On the 23rd of October, 2011, eternal favorites New Zealand- better known as the perennially under performing All Blacks- will face off against possibly the worst finalists in the history of World Cup Rugby. Well, since 2007 atleast (where a hopeless England team gritted their way to the final against SA). France possibly wrote their own destiny, effectively rising up to be one of those fairytale underdog team stories of the year after losing two games in the group stage itself. New Zealand, meanwhile, have clearly been the team of the year.
What is clearly the stat of the decade is that NO world cup WINNER has ever lost a game on their way to the trophy. That effectively rules out France, but records are meant to be mocked, or screwed with, once in a while.
The semi-final weekend was explosive, to say the least. Wales went down fighting, and the Wallabies were, in contrast to the first game, absolutely decimated by the All Blacks. Les Bleus are the surprise packages of yet another World Cup in yet another sport, clearly mirroring their football record- and Pakistan’s cricketing record in World Cups. A team unpredictable, for sure, but dangerous as ever. Win-win? For the first time in years, two attacking teams face off in an exciting final during an uneventful and disappointing World Cup.
Wales v/s France:
The first semi-final between Wales and France promised to be massive- and almost lived up to the hype. Wales were playing to reach their first final ever. France were playing against conventional rulebooks. James Hook, for Wales, started things off well within the first 10 minutes with a precise penalty kick that split the bars. The French players looked tight, and nothing like their fluent quarter-final selves. But then, Wales’ biggest disaster of their campaign occurred- in a crucial semi-final when they were ahead. It couldn’t get worse, especially after having their captain Warburton sent off. It was pure theatre- with fists flying everywhere, and to be honest, the decision was controversial. The tackle on Clerc wasn’t intentional, as replays suggested. Nevertheless, this, if anything, could have turned into one of the bravest performances in Rugby history- playing against that very history. Immediately, though, France equalized with a penalty, and slammed home their advantage with yet another one 15 minutes later. It was 14 against 15, and Welsh hopes were checking into heartbreak hotel.
In the second half, France looked absolutely dominant and slammed home yet another penalty to make the score 3-9. But, miraculously, against the run of play, Mike Phillips danced home in the 60th minute with a TRY for Wales. They began to go for broke, soon, in their typical attacking fashion. Things boiled down to the last 10 minutes, where the Welsh frontline kept pushing, and even reached the 10-metre mark, only to be thwarted by a determined and inspired French side. Wounded, scarred and battered, Les Bleus held on heroically to reach the final. A 75th minute halfline penalty kick for Wales wasn’t enough, as Halfpenny struck the ball inches short of the post.
Those inches were the difference, eventually, between agony and ecstasy for a hungry, staved Welsh team- that, I dare to say, deserved a place in the final.
New Zealand v/s Australia:
Australia has NEVER lost to New Zealand in a World Cup. This was a virtual final. Nonu eased nerves for the All Blacks very quickly with a TRY at the corner early on after Dagg broke through atleast three tackles. The home side were on their way. Weepu won another effort at goal a minute later, only to hit the post. Another minute passed, and a nervy Australia handed Weepu another kick- which he duly converted this time. The onslaught was relentless, and it was 8-0.
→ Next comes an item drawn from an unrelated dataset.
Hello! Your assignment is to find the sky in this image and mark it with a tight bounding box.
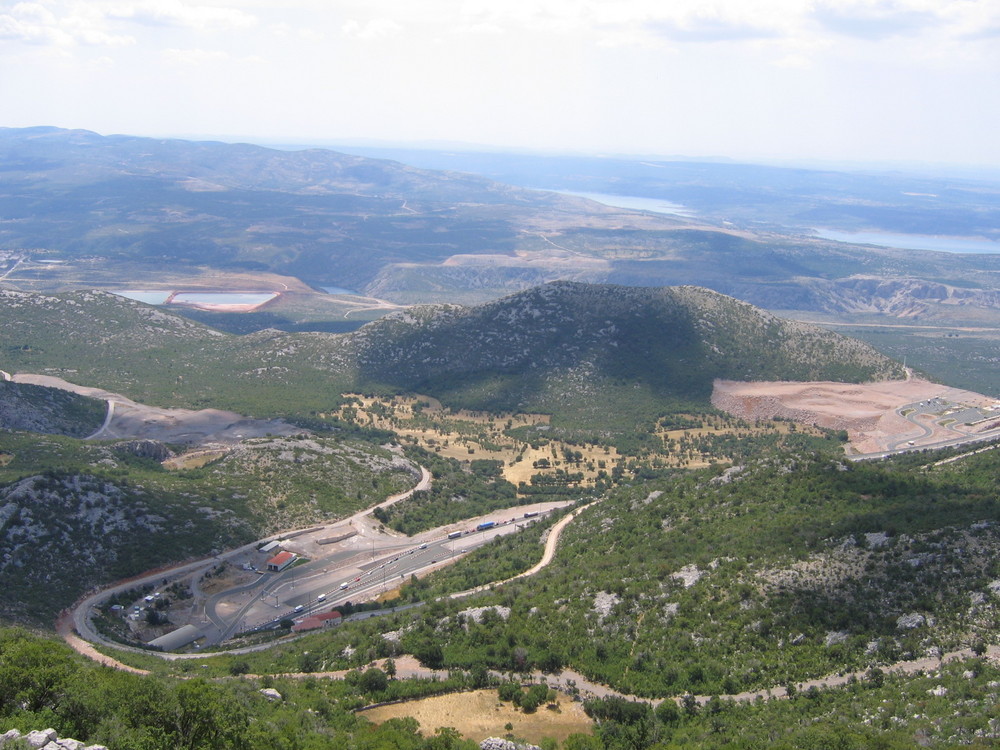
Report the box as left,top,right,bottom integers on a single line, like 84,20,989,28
0,0,1000,168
O’Connor kicked home a relatively easy penalty to get the Wallabies on the board, but a wonderful drop goal by Cruden after some relentless pressure only magnified the one-sidedness of this supposedly-tense game. 11-3. But Australia had beaten the World Champions without it being labeled as a ‘fluke’, and they came back with one phase after another, with Cooper finally crunching home a great drop goal. But Weepu kicked home once again to restore their 8 point lead at halftime.
The second half was one-way traffic. There was no choke this time, and the All Blacks stomped home to a tremendously brilliant 20-6 victory after Weepu struck a few more sweetly-timed penalties. Cooper was nullified ruthlessly, and nobody could deny that New Zealand had rightly earned a place in the biggest game in World Rugby.
Sunday will see the clash that typifies the mother of all sports-movie clichés. David v/s Goliath. Rocky v/s Creed, India v/s England…whatever you want to call it.
The fact of the matter is that France have a chance to shatter every statistic that ever existed in the record books of previous World Cup Winners. They may be the worst team to be in the final, but they certainly don’t lack the will. New Zealand, well, it is their time. If they lose this, they must wonder if Rugby, as a sport, is worth it at all- just like the South African cricket AND football team are wondering, just about now.